The Orange Democratic Movement has stood for great things in our country under some of the most inspiring and committed pro-change leaders Kenya has known.

Secretary General Anyang Nyongo, Party Leader Raila Odinga, and the team that worked under them have rendered tremendous leadership to the party and served our country under very difficult circumstances.

I have to acknowledge this from the outset even as I stake claim to the position of Secretary General in the coming party elections. The current leadership has done a great job at making clear what the party stands for. This is not something you can say of many of our parties.

Through Raila in 2007, ODM declared investment in infrastructure its first three priorities.

In government under a hostile coalition arrangement, the country witnessed the greatest investment in infrastructure in our history. ODM was certainly behind this push.

Almost single handedly, ODM defeated a heavily funded and state run attempt to force a bad constitution on Kenyans in 2005. In 2010, ODM brought a new constitution and devolution simply by saying Yes first while others still fumbled.

 

In the Grand Coalition Government, ODM pushed for the most ambitious attempt to bridge poverty and employment gap through targeted cash transfers, food subsidy and employment programme that prioritised those without formal education and training skills but who nevertheless had families and dependants.

Kazi Kwa Vijana was a bold experiment that was bad mouthed and frustrated to death by the jealousies of those in the Grand Coalition.

Interestingly, the forces that ridiculed it as backward and analogue are today talking of creating employment for the youth in irrigated farms and construction of the railway line. It will be the same manual Kazi Kwa Vijana style labour. There is yet no farming and building of railways by computers.
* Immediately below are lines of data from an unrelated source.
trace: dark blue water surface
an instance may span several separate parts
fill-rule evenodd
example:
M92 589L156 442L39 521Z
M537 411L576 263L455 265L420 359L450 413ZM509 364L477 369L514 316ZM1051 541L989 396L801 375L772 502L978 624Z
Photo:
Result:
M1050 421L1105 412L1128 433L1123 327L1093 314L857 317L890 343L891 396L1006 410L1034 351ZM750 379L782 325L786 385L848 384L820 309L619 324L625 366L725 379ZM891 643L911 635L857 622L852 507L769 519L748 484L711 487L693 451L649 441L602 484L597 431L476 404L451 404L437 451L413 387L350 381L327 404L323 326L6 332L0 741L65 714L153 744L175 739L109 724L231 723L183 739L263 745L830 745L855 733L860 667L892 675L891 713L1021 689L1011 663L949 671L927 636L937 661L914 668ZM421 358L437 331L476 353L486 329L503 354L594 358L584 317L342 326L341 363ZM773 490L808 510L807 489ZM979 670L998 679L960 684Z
In Government, ODM pushed for greener, cleaner country. The green growth and environmental conservation agenda have almost died with ODM’s exit from government.

I am proud of ODM’s short but rich history. I am even more proud and hopeful about the possibilities for the future under ODM.
ODM is today in opposition. This gives us the chance to have a far-reaching debate that we can only manage while out of government. It gives us a chance to re-organise internally, review our policies in line with the changing expectations, revamp and, above all, achieve a buy in by members into what we want to stand for and how we want to execute it in the years ahead.
ODM has remained the most popular and the only national party in the country from inception to date. Our grassroots reach is unparalleled.
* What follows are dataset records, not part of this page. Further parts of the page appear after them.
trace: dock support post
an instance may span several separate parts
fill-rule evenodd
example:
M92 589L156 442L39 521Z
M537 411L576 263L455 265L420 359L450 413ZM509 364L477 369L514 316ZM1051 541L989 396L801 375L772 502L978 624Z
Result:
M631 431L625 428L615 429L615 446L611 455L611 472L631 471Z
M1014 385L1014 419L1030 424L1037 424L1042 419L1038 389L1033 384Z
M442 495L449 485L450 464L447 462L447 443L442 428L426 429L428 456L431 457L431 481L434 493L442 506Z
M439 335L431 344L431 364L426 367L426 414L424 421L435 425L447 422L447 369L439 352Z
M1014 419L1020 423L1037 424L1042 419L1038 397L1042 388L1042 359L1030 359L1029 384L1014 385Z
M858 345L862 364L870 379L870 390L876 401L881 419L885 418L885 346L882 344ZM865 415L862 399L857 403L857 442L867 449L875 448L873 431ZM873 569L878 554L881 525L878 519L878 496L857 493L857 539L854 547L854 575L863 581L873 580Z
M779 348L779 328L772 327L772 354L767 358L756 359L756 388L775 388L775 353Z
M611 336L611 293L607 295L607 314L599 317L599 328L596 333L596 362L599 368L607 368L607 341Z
But in 2013, we became a victim of our own success. Our very popularity became our curse. Because of tight time frames, we failed to manage the demand for our ticket. In the process, we lost members to other parties and performed below our expectation in the elections.

Charting the way forward, carrying on with a great tradition and inventing new ways for more appeal to more people are part of the reasons I want to be Secretary General of this great movement.

I intend to help the party re-charge and rediscover its mission of being in touch with people’s concerns.

The Secretary General is in the best position to bring the party principles to life and project party ideology.

I want to help our party give direction to our country. Our people need guidance from tested and tried voices of reason now more than ever. Kenyans are getting increasingly frustrated as they struggle daily to make ends meet while the cost of living and insecurity soar.

Thousands of our citizens are wondering whether they will manage to take their children to class one, form one or university or pay rent. Millions are wondering why the economy seems to be growing and working only for a tiny minority.
Millions of Kenyans are wondering how come nothing is changing for them however hard they work. ODM worries daily about these issues. That is why we call ourselves a social democracy that is committed to capitalism with a human face.

I am running for Secretary General, not as the best thing to have happened to ODM, but a first among equals. I want to help my party realize these dreams that are important for Kenyans.

I want to carry forward the goal of making sure our economy works for every Kenyan. I want to carry forward our party’s struggle to secure devolution.

I am confident I can do the job, given my background. I was born and raised in Kwale, a region that has borne the brunt of inequitable distribution of national resources. I therefore naturally fully support devolution. I bring gender dimension to the party.

I have been a lecturer, an administrator and activist

I have both theoretical and practical expertise in my blood. I can deliver for ODM and Kenya.

Dr Agnes Zani is a nominated senator and hails from Kwale County. Until her nomination, she lectured at the University of Nairobi.